Le problème, c'est que le cultibus ne trouve pas son public et le comptable est pessimiste. Il va falloir proposer des offres plus attractives s'ils ne veulent pas mettre la clé sous la porte. Décidés à ne pas trop s'éloigner du concept de base mais forcés par la conjoncture à mettre de l'eau dans leur vin, les deux amis trouvent une nouvelle idée : célébrer l'amitié franco-allemande lors d'un Ch'tis tour qui les mènera de la maison de Mauriac, en passant par le village martyr d'Oradour-sur-glane, pour finir en apothéose à Bergues, ville du Nord désormais célèbre grâce à Dany Boon. L'offre est à peine en ligne que déjà elle emporte l'adhésion de l'Amicale des retraités de Saint-Jean de Luz, une petite bande de douze retraités rodés aux voyages au long cours qui investissent le bus bien décidés à chambouler le programme trop élitiste des jeunes voyagistes.

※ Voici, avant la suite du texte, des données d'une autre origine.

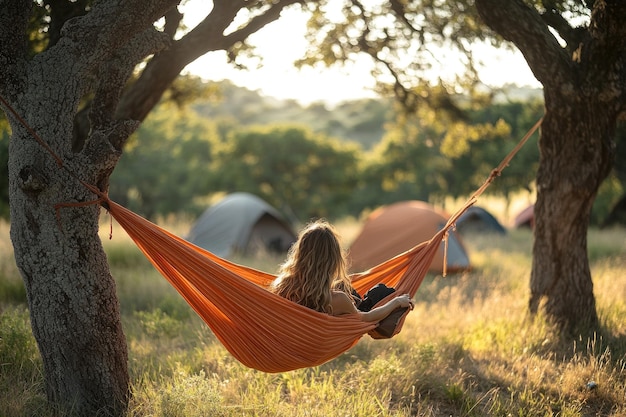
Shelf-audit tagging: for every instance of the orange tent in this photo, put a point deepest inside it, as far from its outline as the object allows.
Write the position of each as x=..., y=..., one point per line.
x=394, y=229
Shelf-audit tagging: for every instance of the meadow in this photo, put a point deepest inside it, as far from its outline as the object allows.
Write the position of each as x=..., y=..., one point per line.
x=468, y=349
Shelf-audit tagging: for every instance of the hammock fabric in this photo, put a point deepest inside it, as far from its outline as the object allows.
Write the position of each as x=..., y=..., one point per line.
x=262, y=330
x=265, y=331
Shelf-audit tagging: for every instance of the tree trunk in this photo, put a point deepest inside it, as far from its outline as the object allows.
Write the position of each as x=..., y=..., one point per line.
x=73, y=306
x=575, y=158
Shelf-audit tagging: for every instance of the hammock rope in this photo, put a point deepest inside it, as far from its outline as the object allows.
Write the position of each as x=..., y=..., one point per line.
x=260, y=329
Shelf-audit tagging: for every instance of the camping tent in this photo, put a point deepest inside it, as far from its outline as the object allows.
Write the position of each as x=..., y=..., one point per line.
x=477, y=219
x=242, y=223
x=393, y=229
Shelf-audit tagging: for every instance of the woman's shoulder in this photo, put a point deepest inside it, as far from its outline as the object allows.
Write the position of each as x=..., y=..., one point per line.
x=341, y=303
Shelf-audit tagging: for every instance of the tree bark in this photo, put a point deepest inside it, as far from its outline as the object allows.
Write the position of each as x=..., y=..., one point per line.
x=71, y=294
x=583, y=90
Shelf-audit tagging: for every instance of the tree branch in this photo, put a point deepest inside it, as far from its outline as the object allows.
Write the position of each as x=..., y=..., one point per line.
x=522, y=25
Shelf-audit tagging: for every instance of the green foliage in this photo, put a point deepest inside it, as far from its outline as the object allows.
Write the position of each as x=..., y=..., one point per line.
x=21, y=373
x=4, y=170
x=360, y=121
x=302, y=173
x=468, y=349
x=166, y=164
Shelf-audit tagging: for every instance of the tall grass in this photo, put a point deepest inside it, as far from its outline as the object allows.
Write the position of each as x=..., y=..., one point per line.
x=468, y=349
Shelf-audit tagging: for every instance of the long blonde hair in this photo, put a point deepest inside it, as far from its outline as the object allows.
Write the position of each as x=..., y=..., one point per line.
x=314, y=267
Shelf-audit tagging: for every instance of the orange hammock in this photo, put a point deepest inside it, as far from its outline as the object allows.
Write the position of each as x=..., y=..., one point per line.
x=260, y=329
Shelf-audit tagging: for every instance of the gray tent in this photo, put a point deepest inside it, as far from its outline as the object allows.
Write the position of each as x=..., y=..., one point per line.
x=477, y=219
x=241, y=223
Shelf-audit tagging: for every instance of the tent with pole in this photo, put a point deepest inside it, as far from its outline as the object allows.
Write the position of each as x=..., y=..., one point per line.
x=393, y=229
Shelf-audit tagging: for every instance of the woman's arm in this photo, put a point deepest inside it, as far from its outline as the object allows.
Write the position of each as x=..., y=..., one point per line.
x=379, y=313
x=342, y=304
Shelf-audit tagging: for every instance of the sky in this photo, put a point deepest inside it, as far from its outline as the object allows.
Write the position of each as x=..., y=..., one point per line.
x=282, y=42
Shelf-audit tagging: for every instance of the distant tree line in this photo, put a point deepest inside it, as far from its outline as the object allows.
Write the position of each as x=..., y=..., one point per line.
x=192, y=154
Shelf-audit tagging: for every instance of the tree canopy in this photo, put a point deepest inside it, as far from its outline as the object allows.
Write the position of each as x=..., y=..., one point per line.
x=85, y=74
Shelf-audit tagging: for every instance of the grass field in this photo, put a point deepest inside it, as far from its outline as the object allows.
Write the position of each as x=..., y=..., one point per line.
x=468, y=349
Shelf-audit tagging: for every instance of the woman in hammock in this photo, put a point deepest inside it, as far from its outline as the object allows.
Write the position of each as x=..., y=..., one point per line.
x=314, y=275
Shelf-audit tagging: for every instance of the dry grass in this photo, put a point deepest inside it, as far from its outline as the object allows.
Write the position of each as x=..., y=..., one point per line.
x=468, y=349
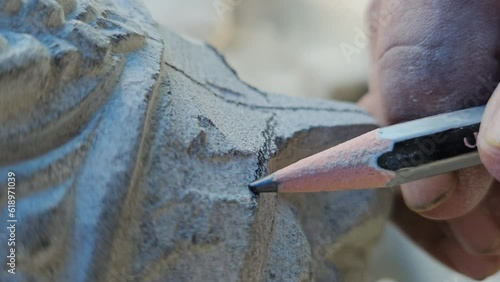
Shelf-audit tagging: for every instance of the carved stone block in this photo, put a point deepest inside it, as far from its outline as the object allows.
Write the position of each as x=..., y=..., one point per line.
x=132, y=152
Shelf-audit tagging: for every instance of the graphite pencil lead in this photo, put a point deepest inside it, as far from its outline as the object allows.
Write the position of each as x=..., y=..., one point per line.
x=264, y=185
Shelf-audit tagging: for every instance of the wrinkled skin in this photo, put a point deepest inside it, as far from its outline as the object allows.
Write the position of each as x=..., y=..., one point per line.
x=430, y=57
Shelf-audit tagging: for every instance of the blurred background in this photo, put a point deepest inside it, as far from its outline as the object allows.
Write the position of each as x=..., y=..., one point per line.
x=294, y=47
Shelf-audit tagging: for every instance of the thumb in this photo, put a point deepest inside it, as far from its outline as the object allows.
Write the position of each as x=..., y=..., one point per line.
x=489, y=136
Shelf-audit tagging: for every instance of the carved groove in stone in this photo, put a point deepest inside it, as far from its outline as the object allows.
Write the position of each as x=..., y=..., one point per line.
x=132, y=157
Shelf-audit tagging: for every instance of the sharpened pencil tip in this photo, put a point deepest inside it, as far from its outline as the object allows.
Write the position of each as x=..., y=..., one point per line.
x=264, y=185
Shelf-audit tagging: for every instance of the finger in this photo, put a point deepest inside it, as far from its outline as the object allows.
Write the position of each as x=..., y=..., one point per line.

Quand deux jeunes intellectuels, idéalistes, un brin rêveurs, et un peu déconnectés du monde réel se mêlent d'organiser un voyage en bus pour des retraités plus soucieux de voir les dégâts de la tempête Xinthia que de s'extasier sur un four à pain, même datant du début du XIXè siècle, le choc des cultures est plutôt frontal. La bande de l'Amicale des retraités de Saint-Jean de Luz en a vu d'autres! Les douze ont profité d'une retraite bien méritée pour parcourir le monde, se frotter aux voyagistes les plus expérimentés et ils ne vont certainement pas se laisser mener par deux freluquets tout juste sortis de l'université. Il va falloir composer avec les exigences de ces clients rompus aux voyages en groupe, les aléas de la route, les caprices de la mécanique, les fermetures intempestives des sites prévus au programme et même un barrage routier mis en place par des agriculteurs en colère.
Quand voyage rime avec fiasco, le lecteur jubile devant les travers des participants. Jean-Claude LALUMIERE n'épargne ni les gentils organisateurs obnubilés par la culture, ni les retraités préoccupés de remplir leurs estomacs à heure fixe. Chacun en prend pour son grade, mais sans méchanceté gratuite. de péripéties rocambolesques en moments plus graves, on passe un bon moment avec cette bande loufoque et réjouissante.
Une lecture qui donne le sourire.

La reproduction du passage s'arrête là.